DTL consumes a lot more juice than MTL. On MTL with a basic device I was using about 4ml a day. With DTL thrown in I am probably over 10ml a day. Several DTL vapers are vaping even more.

MTL is better for stealth purposes - eg in public places or when you dont want to blow massive clouds.

Reactions: Like 2 | Winner 2 | Informative 1


----------



## Andre (12/1/17)

Silver said:


> Great question @Pieter Geldenhuys
> 
> MTL refers to mouth to lung
> DTL refers to direct to lung or direct lung hits
> ...


I agree about the flavour on pen style MTL devices with tanks. But via a BF dripper I get better flavour from MTL than DTL. Just feels as if more taste senses are reached that way.

Reactions: Agree 1


----------



## Silver (12/1/17)

Andre said:


> I agree about the flavour on pen style MTL devices with tanks.
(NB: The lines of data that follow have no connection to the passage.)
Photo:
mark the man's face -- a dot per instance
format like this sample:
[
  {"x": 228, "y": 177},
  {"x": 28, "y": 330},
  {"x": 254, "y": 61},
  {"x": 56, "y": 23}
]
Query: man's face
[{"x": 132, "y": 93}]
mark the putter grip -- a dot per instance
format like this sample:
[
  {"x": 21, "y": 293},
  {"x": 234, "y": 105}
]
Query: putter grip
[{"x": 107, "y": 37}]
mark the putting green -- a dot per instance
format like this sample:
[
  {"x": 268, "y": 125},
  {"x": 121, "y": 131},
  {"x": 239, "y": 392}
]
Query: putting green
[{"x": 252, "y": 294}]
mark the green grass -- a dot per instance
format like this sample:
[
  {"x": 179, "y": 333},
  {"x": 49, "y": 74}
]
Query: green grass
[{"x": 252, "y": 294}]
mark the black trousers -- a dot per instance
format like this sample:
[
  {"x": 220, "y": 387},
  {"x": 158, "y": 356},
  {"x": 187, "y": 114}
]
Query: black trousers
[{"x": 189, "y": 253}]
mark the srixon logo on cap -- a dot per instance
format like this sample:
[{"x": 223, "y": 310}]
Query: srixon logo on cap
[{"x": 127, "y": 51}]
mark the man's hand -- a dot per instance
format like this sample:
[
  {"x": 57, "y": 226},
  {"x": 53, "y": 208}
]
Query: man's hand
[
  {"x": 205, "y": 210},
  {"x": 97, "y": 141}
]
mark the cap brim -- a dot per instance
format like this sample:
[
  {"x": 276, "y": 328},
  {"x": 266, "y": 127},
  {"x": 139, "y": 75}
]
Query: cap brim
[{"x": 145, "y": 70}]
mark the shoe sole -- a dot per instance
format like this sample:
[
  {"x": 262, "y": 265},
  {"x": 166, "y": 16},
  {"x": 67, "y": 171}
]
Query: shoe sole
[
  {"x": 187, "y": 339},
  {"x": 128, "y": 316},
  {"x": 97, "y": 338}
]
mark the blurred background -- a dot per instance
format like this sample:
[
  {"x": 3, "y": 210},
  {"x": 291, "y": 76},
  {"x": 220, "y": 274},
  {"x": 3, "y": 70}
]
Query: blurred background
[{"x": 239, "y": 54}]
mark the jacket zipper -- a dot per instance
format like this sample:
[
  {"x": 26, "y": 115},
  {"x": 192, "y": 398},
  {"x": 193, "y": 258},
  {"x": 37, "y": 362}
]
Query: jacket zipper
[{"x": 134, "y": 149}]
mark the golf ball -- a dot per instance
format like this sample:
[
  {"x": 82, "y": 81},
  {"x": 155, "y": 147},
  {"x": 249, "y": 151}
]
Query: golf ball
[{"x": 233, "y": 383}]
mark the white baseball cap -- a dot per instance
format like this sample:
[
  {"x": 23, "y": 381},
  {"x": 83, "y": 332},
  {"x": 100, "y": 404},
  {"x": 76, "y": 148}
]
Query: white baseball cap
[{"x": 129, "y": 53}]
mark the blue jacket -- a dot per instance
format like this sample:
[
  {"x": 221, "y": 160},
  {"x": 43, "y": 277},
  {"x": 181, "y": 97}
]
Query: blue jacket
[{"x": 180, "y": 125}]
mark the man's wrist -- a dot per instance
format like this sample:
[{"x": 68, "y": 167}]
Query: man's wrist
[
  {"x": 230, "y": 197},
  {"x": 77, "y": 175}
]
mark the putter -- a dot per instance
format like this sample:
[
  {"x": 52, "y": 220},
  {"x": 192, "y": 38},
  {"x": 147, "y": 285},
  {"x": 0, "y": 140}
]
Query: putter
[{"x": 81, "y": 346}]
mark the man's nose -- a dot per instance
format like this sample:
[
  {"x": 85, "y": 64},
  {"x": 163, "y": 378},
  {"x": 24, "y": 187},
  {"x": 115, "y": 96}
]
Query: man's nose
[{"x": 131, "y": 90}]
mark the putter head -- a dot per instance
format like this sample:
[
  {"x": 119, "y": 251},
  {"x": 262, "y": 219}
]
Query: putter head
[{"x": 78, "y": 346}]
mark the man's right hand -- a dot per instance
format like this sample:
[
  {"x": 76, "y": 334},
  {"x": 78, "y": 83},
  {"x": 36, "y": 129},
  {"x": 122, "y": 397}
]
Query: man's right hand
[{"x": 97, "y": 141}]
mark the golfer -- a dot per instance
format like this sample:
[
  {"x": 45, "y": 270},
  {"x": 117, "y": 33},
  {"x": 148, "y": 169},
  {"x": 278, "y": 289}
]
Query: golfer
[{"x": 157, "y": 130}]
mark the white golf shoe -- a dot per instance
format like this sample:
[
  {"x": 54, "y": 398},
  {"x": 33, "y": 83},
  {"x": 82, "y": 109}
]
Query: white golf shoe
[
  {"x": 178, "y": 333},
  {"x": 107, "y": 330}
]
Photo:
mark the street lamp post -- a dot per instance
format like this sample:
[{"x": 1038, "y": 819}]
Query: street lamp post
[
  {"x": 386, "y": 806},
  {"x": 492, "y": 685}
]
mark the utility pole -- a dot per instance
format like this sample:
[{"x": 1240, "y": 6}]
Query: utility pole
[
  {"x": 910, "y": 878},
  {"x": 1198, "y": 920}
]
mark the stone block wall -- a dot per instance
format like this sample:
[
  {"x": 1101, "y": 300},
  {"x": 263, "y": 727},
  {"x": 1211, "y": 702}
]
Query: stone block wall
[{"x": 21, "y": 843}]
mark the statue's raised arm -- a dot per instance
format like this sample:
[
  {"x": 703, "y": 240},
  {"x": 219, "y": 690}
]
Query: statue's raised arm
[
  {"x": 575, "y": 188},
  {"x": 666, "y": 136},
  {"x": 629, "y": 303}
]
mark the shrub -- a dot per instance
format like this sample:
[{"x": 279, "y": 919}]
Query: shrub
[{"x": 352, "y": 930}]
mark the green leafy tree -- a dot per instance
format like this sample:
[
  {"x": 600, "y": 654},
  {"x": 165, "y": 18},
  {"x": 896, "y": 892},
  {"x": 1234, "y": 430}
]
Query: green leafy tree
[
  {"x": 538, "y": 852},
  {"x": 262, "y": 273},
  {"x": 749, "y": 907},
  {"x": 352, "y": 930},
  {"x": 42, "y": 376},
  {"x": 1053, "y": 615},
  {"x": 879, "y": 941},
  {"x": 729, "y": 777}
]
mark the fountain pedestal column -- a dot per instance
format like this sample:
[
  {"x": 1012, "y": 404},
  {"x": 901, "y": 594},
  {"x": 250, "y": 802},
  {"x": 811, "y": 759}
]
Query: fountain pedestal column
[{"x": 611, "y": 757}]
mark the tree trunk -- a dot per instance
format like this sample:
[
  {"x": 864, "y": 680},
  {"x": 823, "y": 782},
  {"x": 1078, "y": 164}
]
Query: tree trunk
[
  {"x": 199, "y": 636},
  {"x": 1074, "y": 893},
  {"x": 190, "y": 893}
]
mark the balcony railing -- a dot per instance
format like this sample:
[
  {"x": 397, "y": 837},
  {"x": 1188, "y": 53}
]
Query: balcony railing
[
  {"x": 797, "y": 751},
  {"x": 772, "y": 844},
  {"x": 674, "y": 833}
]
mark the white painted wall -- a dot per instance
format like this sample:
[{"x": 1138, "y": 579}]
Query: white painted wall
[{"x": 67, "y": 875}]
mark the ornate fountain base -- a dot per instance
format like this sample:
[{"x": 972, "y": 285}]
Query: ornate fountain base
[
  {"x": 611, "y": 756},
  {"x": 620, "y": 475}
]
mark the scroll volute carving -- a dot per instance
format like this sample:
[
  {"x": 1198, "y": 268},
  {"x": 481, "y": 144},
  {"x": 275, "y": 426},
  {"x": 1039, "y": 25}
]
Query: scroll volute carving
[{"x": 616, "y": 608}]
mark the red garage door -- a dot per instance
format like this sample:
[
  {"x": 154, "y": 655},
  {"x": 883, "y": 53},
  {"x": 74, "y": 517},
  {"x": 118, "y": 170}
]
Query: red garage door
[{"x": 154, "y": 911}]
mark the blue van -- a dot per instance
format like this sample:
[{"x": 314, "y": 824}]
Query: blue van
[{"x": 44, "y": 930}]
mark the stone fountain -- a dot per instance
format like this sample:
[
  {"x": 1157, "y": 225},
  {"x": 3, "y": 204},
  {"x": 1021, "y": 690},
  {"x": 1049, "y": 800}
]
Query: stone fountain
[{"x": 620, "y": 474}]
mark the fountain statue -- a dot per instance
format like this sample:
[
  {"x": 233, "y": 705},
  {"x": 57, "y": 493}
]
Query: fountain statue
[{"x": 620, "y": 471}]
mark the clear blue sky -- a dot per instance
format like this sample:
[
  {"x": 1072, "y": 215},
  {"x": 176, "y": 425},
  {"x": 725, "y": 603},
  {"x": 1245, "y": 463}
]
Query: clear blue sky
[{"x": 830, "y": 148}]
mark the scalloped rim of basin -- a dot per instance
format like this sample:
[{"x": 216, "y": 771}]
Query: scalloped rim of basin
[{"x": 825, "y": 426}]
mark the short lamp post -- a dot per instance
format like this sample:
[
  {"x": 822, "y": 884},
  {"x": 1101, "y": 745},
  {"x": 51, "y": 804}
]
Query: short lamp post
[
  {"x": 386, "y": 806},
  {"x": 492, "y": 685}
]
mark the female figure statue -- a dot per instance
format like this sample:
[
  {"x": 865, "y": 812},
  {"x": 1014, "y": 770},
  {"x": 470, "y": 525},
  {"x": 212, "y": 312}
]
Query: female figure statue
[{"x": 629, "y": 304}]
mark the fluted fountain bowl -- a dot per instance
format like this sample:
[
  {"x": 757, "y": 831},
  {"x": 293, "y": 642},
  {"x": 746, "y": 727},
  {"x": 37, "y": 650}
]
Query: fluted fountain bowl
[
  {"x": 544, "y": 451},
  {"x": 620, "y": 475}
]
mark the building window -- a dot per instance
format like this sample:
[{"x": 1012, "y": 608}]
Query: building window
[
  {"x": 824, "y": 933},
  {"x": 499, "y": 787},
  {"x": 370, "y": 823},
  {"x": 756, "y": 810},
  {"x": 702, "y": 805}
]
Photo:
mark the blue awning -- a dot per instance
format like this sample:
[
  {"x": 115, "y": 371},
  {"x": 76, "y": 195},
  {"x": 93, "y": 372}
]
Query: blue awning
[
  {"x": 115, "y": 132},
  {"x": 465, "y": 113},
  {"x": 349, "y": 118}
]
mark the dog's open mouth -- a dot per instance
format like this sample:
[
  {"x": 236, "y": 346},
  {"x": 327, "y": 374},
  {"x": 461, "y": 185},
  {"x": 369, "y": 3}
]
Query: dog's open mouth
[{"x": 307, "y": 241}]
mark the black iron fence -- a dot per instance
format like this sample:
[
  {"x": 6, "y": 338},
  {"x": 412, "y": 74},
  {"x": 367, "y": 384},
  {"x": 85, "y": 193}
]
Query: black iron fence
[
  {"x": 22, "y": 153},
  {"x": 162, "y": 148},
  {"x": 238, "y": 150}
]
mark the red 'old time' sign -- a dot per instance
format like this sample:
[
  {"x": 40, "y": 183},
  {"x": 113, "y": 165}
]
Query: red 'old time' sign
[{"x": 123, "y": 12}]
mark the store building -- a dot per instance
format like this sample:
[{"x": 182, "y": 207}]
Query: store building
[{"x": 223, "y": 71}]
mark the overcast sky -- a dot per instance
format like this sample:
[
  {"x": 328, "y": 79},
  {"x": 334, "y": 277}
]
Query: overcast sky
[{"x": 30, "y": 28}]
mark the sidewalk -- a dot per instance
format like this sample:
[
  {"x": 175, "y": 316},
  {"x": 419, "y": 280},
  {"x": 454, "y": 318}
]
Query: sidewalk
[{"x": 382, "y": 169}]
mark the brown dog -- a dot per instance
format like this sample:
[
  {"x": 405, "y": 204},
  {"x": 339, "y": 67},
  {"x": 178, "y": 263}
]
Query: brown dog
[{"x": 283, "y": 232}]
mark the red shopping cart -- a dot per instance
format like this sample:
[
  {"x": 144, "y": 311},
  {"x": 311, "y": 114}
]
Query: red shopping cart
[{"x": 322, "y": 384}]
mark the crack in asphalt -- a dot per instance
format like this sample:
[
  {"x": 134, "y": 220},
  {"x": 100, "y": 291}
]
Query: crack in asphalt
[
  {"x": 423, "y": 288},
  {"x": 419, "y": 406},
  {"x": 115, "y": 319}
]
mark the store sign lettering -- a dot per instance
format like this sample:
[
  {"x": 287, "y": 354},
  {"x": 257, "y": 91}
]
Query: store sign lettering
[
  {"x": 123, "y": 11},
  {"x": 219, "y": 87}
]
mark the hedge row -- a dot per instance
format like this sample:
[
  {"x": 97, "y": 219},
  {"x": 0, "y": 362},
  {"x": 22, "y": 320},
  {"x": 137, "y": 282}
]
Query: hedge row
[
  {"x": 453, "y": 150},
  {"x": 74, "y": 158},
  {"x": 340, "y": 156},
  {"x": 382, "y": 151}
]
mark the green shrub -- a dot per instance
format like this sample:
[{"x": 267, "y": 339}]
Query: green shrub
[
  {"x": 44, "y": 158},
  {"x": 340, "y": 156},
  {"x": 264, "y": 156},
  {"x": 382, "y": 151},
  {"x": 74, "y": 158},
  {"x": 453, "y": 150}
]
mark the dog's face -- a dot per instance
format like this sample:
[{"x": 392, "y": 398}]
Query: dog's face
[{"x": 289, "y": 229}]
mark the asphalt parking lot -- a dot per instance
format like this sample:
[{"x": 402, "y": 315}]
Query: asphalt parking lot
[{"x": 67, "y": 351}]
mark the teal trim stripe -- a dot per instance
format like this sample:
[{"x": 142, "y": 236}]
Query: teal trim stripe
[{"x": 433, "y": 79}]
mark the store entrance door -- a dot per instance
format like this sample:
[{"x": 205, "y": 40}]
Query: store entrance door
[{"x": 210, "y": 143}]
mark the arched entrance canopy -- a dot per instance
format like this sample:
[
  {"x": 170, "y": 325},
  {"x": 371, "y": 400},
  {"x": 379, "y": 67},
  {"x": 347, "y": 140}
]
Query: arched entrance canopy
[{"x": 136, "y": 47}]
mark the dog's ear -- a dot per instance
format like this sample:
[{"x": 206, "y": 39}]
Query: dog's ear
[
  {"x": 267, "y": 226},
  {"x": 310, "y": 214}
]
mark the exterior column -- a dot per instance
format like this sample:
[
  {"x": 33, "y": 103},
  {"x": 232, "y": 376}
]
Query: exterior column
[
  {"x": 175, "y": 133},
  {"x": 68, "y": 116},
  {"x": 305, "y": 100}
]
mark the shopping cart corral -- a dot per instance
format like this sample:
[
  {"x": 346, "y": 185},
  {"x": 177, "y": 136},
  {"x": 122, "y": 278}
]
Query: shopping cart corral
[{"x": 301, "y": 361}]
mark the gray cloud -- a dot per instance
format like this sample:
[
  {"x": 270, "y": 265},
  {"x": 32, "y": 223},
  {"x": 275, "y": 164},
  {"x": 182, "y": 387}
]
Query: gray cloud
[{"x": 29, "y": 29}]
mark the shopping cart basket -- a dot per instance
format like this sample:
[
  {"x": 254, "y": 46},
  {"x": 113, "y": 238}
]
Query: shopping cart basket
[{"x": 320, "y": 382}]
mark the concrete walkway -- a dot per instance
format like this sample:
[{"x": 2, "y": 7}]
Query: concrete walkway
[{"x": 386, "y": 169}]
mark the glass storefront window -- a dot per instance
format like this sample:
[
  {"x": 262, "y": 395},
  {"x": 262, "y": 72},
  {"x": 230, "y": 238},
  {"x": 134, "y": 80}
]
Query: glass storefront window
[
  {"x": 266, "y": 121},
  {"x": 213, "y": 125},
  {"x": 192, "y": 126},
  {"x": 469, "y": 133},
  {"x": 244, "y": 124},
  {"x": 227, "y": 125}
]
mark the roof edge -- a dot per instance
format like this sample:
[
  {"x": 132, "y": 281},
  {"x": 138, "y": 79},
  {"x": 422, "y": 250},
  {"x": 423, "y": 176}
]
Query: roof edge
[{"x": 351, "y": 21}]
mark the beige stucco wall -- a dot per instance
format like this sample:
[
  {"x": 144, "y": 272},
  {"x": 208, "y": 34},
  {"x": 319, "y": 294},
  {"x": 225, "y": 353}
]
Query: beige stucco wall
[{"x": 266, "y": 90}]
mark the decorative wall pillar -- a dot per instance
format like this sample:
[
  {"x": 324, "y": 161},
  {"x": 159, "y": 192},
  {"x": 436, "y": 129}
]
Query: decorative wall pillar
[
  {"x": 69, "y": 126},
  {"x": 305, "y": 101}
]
But via a BF dripper I get better flavour from MTL than DTL. Just feels as if more taste senses are reached that way.



I hear you and agree @Andre 
Maybe its because the vapour is swirling around in the mouth for longer instead of flying down to the lungs
Also, its more concentrated if the airflow is small


----------



## SAVaper (12/1/17)

Andre said:


> I agree about the flavour on pen style MTL devices with tanks. But via a BF dripper I get better flavour from MTL than DTL. Just feels as if more taste senses are reached that way.



That is an interesting perspective I have not considered.
Like @Silver said, it could be the receptors in the mouth thing.


----------



## Silver (12/1/17)

SAVaper said:


> That is an interesting perspective I have not considered.
> Like @Silver said, it could be the receptors in the mouth thing.



This type of thing fascinates me @SAVaper

I think its all about the right mix of concentration of vapour, airflow and coil set up / power. The shape of the device no doubt plays a big role too. 

Would love to have a sophisticated flavour analyser at the exit point which tells me the flavour concentration in the vapour as it comes out the atty 

I also think this is why there are so many different preferences and no right answer. Each person is different. Some want stronger more concentrated flavour and less vapour while others prefer mildly flavoured vapour with big volume.

Reactions: Agree 2


----------



## SAVaper (12/1/17)

Silver said:


> This type of thing fascinates me @SAVaper
> 
> I think its all about the right mix of concentration of vapour, airflow and coil set up / power. The shape of the device no doubt plays a big role too.
> 
> ...




And on top of that, my flavour receptors might be more fried than yours and we get completely different experiences from the same setup.

Reactions: Agree 2


----------